First thoughts

by Sergio Álvarez

Since the last post, I’ve been reading some interesting articles about an small module inside of text analysis / data mining: Based-Content Geolocation.
Once I decided to start my Master Thesis focused on Text Analysis, I had a meeting with my professor and other colleage-mate who is also interested in developing his project centered on Text Analysis.

On that meeting, the professor (@PFCdgayo) proposed us several topics related with his interest field, as well as a really nice set of articles supporting the topics’ understanding. After reading the abstract of all of them and have an exchange of ideas with him, I’ve taken the topic about Based-Content Geolocation. There are some important goals because this election:

  • Only 7% of global tweets are tagged with latitude and longitude (±60% are from USA)
  • Last studies reveal an interesting accuracy (±60%)
  • Posibilities for integrating several systems (Foursquare, Facebook check-in, Google+ check-in, etc.)

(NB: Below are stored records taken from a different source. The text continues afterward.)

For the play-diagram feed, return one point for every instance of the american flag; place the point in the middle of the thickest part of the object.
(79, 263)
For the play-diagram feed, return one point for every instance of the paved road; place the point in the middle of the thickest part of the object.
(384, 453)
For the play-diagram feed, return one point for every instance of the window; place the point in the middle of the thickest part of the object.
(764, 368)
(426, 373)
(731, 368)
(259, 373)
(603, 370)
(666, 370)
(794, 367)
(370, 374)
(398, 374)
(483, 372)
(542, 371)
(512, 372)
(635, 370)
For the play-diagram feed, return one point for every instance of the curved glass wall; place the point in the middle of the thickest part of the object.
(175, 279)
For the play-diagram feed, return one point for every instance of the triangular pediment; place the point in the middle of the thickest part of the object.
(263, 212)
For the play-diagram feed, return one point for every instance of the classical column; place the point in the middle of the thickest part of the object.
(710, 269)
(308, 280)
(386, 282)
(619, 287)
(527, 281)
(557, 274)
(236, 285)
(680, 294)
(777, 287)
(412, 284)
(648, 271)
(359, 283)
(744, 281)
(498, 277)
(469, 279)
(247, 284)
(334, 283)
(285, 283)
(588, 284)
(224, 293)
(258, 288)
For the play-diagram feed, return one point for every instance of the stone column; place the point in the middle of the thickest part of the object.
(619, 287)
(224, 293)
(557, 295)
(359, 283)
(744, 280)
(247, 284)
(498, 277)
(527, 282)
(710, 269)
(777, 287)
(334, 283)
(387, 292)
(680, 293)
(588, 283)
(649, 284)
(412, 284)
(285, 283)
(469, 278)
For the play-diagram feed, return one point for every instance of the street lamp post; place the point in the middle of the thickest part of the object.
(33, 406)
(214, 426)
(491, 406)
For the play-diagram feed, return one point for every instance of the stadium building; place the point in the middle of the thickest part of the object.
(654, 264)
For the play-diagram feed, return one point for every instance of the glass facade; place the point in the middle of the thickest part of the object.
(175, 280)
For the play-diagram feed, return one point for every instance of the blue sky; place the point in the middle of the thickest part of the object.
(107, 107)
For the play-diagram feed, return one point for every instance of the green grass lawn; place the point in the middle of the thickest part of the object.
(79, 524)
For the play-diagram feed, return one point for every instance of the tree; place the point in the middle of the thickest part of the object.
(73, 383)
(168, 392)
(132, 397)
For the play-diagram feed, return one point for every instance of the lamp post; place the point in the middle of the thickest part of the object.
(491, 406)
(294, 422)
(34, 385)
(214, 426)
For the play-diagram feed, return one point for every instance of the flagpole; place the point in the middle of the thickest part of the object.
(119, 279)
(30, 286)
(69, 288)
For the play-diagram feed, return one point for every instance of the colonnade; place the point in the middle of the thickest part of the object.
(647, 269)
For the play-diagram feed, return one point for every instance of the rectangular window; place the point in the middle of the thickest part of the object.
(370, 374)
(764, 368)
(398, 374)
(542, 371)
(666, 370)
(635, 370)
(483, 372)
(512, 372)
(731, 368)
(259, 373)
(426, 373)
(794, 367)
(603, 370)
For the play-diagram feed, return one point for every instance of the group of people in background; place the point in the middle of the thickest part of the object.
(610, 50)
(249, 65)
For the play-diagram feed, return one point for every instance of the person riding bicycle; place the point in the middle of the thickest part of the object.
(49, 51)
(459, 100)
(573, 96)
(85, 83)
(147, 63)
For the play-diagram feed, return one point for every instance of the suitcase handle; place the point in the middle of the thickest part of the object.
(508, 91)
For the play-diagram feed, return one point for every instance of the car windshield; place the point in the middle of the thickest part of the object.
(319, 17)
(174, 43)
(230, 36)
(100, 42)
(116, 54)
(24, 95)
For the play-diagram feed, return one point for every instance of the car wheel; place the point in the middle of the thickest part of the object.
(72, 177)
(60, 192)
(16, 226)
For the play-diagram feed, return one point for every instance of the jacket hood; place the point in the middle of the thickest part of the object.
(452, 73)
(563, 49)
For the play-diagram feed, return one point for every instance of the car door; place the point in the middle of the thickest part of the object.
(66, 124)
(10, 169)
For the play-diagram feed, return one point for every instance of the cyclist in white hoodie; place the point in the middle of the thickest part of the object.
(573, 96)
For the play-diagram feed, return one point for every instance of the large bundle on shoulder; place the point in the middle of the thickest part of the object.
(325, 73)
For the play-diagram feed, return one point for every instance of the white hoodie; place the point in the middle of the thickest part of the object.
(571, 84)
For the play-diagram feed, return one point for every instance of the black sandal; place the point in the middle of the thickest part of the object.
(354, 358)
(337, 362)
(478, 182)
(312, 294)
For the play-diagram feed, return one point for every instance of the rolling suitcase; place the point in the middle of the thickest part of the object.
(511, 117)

After reading, more or less, the 80% of all the articles proposed, I have seen that there are two main branches for facing the problem. On one hand, some investigators have focused their efforts in developing algorithms responsible for finding discriminatory words related with one place. For instance, “guaje” is an spanish word specially used by spaniards from Asturias, so there is a high probability that one tweet which contains that word have been written from that region. Because of this, some of these algorithms are specially developed for finding this kind of words and determine the tweet (or any text) location based on this prediction.

On the other hand, other investigators have been focused on integrating different location systems for being able to infer the geolocation of any tweet. On this type of studies, is specially important the user history. The system develops a history of the user’s locations based on his post on Twitter tagged by other location services as Foursquare among others. Their results are based in the probability that one user who has the most of his post tagged from one place, is because he is actually from that place.

For my Master Thesis I want to start from the idea of trying to mix both scopes, for being able to obtain a higher accuracy and reduce dependencies.